山根視来が感じた過去2年との差
「1敗に対してどこまで思いを持てたかなと。『負けに慣れちゃってないか』ってところは1年の中でも感じられる時期がありました。去年までは勝つだけじゃなくて、勝ったうえで内容をどう突き詰めていくのかを考えていた。そこは(過去2年と)差があったかなと思います」
谷口は「勝利の内容を突き詰めるだけの余裕がなかった」と苦しい胸の内を明かした。
「あれだけ代表に絡んでいる選手がいなくなると、自ずと厳しいところは出てくるのは覚悟していた。今年は目の前の試合をどう勝つかだけでいっぱいいっぱいになってしまった。もっと競争してレベルの高いものを引き出し合うことがチーム力アップにつながる。みんなでもうちょっと頑張らないといけないと思います」と底上げの必要性を強調したのだ。

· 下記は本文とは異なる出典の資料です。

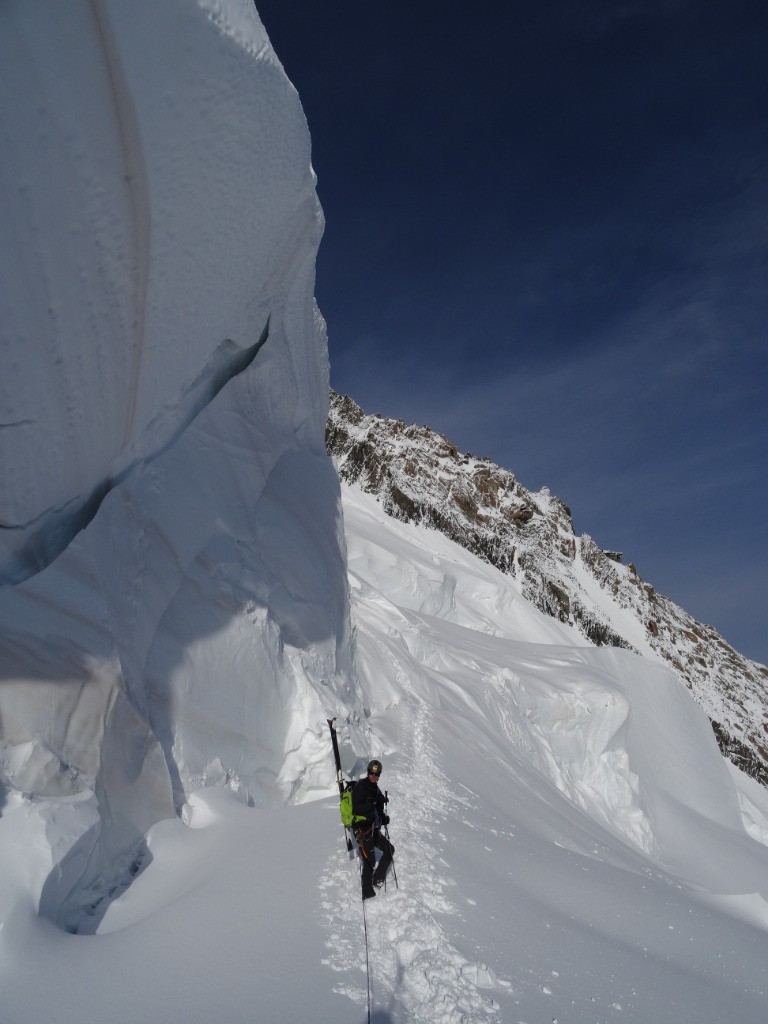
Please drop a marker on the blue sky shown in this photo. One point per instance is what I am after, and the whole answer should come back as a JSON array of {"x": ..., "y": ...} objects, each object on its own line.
[{"x": 547, "y": 237}]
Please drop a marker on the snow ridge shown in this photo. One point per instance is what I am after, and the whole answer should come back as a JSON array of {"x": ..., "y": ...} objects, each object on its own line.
[{"x": 420, "y": 476}]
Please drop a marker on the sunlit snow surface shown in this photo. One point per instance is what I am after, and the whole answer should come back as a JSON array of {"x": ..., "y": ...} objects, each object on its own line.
[{"x": 569, "y": 844}]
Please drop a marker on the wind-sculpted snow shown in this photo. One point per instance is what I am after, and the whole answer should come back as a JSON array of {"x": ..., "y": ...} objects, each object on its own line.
[
  {"x": 171, "y": 536},
  {"x": 158, "y": 204},
  {"x": 420, "y": 476},
  {"x": 527, "y": 773}
]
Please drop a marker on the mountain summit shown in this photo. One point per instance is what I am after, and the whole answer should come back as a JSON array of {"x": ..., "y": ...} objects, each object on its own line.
[{"x": 421, "y": 476}]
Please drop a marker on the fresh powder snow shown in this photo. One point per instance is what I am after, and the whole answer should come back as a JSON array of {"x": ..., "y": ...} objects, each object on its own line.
[{"x": 188, "y": 594}]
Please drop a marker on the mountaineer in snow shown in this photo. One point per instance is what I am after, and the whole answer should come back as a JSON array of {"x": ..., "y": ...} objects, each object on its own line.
[{"x": 369, "y": 804}]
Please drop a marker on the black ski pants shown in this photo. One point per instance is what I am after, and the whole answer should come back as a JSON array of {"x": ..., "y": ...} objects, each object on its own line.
[{"x": 369, "y": 844}]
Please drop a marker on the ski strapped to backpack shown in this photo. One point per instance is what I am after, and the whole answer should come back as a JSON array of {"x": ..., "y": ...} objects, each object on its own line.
[{"x": 345, "y": 788}]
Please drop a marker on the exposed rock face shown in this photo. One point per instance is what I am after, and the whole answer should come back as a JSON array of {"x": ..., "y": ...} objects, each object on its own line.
[{"x": 421, "y": 476}]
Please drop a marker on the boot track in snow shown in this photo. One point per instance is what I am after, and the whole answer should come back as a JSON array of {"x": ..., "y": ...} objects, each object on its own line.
[{"x": 413, "y": 972}]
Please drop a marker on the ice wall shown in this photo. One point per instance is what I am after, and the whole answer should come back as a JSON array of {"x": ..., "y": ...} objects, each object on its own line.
[{"x": 174, "y": 608}]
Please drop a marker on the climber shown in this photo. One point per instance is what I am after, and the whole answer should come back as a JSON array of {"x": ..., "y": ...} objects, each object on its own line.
[{"x": 369, "y": 804}]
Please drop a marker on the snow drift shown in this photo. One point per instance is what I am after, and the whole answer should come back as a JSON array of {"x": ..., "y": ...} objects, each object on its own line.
[{"x": 171, "y": 543}]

加えて、キャプテンは「スタメンの平均年齢が高い」とも発言した。確かに今季の川崎を引っ張ったのは、37歳のチョン・ソンリョン、36歳の家長昭博、35歳の小林悠、31歳の谷口らといった面々だった。
20代前半の優れたタレントが海外移籍を選ぶ時代になり、中堅世代が空白になってしまうのはJリーグ全体の問題だが、川崎の若手台頭が乏しかったのは事実だ。しかも、肝心なところでレアンドロ・ダミアンや大島僚太といったキーマンたちがケガをしてしまった。守備の要・ジェジエウの長期離脱も含め、やはり戦力的に苦しかったのは間違いない。そこは来季に向けて早急な改善が必要だろう。
ただ、これだけ台所事情が厳しい中でも、最後の最後まで横浜を追い詰め、意地を見せた部分は前向きに評価していいはずだ。そこが過去2シーズン王者に君臨し続けてきたチームの底力なのだろう。そのメンタリティとボールを保持して敵を凌駕するサッカースタイルは不変だ。確固たるベースを生かしつつ、いかにしてさらなる強い集団を作るのか。今季の悔しさを先に続けつなげていくのか…。川崎は復権に向けて力強く前進するしかない。